Polen führt Pfandsystem ein: Auswirkungen für deutsche Grenzgänger und Besucher
Wer in naher Zukunft eine Reise nach Polen plant, sollte sich über eine bedeutende Neuerung im Nachbarland informieren. Seit dem 1. Oktober 2025 ist dort ein umfassendes Pfandsystem für Getränkeverpackungen in Kraft getreten. Diese Regelung betrifft nicht nur die polnische Bevölkerung, sondern insbesondere auch deutsche Pendler, Urlauber und Shopping-Gäste, die regelmäßig die Grenze überqueren.
So funktioniert das neue System kaucyjny
Das sogenannte System kaucyjny sieht vor, dass auf bestimmte Getränkeverpackungen ein zusätzlicher Betrag erhoben wird, der bei Rückgabe der leeren Behälter vollständig erstattet wird. Konkret bedeutet dies: Auf PET-Flaschen mit einem Fassungsvermögen von bis zu drei Litern sowie auf Metalldosen bis zu einem Liter wird ein Pfand in Höhe von 50 Groszy fällig, was ungefähr zwölf Eurocent entspricht. Für Mehrwegflaschen aus Glas mit einem Volumen von bis zu 1,5 Litern beträgt der Aufschlag einen Zloty, also etwa 24 Cent.
Die Rückgabe der leeren Verpackungen ist an mehreren Stellen möglich. Dazu zählen Lebensmittelmärkte mit einer Verkaufsfläche von mehr als 200 Quadratmetern, die Getränke in pfandpflichtigen Verpackungen anbieten. Auch kleinere Geschäfte unter 200 Quadratmetern, die Getränke in Mehrwegflaschen aus Glas verkaufen – momentan betrifft dies vor allem Bierflaschen – nehmen die Behälter zurück. Zusätzlich stehen außerhalb von Geschäften spezielle Automaten, sogenannte Butelkomaten, für die Rückgabe zur Verfügung. Ein Kassenzettel ist für die Erstattung nicht erforderlich, allerdings müssen die Flaschen und Dosen das offizielle Pfandsymbol tragen.

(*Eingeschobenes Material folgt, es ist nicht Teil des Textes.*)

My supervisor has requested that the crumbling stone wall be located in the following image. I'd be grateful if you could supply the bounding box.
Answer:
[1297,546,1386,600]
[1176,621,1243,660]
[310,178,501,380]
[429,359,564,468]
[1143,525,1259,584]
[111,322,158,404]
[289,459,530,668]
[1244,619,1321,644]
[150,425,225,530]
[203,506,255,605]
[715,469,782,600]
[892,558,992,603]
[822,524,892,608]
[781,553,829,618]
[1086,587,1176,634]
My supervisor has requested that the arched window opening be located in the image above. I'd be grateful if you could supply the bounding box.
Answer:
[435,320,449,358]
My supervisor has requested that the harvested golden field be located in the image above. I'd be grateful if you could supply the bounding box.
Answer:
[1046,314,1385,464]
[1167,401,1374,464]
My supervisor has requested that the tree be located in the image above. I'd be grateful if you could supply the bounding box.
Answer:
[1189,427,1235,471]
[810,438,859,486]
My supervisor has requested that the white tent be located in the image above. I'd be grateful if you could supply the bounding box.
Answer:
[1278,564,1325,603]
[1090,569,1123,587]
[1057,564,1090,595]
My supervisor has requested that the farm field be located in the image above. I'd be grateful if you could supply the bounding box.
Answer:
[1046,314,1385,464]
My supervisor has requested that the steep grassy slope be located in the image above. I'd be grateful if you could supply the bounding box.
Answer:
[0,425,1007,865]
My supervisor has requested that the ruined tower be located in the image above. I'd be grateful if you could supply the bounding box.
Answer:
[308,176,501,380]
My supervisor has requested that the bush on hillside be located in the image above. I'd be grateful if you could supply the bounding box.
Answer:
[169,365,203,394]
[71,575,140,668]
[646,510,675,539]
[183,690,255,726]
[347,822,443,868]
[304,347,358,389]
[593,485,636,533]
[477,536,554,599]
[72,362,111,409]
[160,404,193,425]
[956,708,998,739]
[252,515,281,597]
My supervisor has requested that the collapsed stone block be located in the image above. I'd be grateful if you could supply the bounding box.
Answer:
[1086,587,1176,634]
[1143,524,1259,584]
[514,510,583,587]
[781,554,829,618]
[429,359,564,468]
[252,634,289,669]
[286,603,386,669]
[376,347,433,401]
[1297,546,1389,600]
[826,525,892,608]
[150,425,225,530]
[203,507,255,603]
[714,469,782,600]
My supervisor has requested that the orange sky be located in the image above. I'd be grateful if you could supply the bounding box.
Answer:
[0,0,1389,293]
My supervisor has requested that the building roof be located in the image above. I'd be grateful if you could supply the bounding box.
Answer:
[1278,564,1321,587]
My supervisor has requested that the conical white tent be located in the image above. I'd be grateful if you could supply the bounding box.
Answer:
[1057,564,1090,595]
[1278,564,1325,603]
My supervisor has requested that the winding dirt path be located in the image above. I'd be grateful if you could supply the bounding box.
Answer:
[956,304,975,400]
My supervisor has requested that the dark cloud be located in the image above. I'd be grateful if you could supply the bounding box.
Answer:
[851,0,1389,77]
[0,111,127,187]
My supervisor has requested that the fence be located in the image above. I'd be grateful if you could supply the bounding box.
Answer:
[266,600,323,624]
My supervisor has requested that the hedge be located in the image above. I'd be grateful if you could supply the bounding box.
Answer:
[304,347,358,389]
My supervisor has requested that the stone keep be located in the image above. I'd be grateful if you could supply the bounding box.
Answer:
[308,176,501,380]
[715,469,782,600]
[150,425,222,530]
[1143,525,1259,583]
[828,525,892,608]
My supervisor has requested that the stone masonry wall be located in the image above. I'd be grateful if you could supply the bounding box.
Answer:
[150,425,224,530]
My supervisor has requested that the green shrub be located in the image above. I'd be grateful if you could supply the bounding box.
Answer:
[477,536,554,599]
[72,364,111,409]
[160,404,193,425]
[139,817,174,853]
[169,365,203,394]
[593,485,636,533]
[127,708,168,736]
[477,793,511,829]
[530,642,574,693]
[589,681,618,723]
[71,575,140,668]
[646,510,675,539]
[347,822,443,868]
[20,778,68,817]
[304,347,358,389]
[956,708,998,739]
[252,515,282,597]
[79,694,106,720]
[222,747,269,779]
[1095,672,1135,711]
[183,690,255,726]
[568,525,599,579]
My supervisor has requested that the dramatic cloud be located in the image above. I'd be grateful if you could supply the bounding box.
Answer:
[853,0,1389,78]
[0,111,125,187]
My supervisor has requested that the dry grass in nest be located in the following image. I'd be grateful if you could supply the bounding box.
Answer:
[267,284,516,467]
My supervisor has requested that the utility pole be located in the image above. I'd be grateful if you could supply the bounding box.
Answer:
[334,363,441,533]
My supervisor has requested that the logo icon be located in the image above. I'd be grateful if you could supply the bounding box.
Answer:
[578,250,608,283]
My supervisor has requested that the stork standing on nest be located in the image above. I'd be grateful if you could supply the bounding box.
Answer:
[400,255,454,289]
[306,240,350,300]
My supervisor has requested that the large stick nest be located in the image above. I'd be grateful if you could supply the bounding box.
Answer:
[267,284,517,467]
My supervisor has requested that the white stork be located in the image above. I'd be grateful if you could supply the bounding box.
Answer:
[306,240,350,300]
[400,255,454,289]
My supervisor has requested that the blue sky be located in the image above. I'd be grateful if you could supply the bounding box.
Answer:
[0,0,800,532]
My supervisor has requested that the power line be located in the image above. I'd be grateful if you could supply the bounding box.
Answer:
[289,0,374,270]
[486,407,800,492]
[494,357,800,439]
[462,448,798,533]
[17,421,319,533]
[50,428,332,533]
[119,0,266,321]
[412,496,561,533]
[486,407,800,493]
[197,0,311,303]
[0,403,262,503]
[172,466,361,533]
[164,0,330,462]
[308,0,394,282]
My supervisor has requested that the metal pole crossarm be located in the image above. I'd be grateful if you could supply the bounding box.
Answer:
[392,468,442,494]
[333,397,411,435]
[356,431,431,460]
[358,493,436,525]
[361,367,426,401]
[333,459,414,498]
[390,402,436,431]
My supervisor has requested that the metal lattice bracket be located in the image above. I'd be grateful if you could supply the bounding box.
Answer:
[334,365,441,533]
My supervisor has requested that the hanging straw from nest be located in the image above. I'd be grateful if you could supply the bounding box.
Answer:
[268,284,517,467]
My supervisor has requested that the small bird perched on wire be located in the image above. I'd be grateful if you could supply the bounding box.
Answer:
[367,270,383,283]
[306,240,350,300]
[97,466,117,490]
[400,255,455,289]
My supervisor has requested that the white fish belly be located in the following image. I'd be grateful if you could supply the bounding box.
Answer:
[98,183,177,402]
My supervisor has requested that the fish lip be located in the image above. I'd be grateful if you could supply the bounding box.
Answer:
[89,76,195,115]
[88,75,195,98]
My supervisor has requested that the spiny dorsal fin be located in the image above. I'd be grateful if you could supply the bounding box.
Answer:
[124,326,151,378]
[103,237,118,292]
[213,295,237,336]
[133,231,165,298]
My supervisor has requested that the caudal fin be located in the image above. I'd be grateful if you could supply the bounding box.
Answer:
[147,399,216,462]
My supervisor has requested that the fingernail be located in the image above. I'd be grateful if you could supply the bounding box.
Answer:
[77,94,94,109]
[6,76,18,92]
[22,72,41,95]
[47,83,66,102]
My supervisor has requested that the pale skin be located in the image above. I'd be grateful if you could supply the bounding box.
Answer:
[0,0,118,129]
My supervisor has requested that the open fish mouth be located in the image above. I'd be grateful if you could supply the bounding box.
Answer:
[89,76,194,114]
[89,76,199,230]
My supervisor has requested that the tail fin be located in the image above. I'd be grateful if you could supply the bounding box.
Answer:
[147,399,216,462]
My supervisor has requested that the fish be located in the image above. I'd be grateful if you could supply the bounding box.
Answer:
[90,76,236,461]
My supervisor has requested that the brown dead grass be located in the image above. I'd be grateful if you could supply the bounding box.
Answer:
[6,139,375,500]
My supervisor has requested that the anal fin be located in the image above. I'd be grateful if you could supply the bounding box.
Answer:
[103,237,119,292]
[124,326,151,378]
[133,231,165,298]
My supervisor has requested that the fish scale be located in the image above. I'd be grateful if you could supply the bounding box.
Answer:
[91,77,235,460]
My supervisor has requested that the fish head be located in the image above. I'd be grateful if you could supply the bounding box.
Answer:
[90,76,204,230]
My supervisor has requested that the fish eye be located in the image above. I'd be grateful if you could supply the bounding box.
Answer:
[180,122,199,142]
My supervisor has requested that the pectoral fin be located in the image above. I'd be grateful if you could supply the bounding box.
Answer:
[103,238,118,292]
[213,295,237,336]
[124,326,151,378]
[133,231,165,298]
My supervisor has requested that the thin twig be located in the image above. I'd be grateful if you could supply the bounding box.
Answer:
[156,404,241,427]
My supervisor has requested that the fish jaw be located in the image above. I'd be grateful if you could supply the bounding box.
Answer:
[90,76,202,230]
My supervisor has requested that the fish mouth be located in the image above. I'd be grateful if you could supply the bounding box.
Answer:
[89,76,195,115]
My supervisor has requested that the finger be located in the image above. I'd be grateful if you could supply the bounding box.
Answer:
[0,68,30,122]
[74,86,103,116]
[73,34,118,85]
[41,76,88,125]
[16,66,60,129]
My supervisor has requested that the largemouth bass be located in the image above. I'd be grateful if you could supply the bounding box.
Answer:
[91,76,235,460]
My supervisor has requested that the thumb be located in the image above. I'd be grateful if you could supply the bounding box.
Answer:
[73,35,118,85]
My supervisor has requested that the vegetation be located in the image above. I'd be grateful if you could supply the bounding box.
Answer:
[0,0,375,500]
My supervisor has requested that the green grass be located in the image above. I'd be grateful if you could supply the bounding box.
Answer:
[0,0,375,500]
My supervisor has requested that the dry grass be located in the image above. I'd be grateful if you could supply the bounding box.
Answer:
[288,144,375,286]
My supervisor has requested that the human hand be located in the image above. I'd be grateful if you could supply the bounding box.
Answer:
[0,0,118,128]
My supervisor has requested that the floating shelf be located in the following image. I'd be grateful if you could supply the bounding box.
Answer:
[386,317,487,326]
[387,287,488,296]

Hintergrund und Ziele der Regelung
Die Einführung des Pfandsystems in Polen basiert auf der Richtlinie des Europäischen Parlaments und des Rates (EU) 2019/904 zur Reduzierung der Auswirkungen bestimmter Kunststoffprodukte auf die Umwelt. Das polnische Ministerium für Klima und Umwelt erhofft sich von dieser Maßnahme erhebliche positive Effekte. Durch die Wiederverwendung und das Recycling der Verpackungen sollen wertvolle Ressourcen wie Kunststoff, Aluminium und Glas eingespart werden. Gleichzeitig wird auf eine sauberere Umwelt gehofft, da weniger Flaschen und Dosen in Parks, Wäldern oder an Gewässern weggeworfen werden dürften.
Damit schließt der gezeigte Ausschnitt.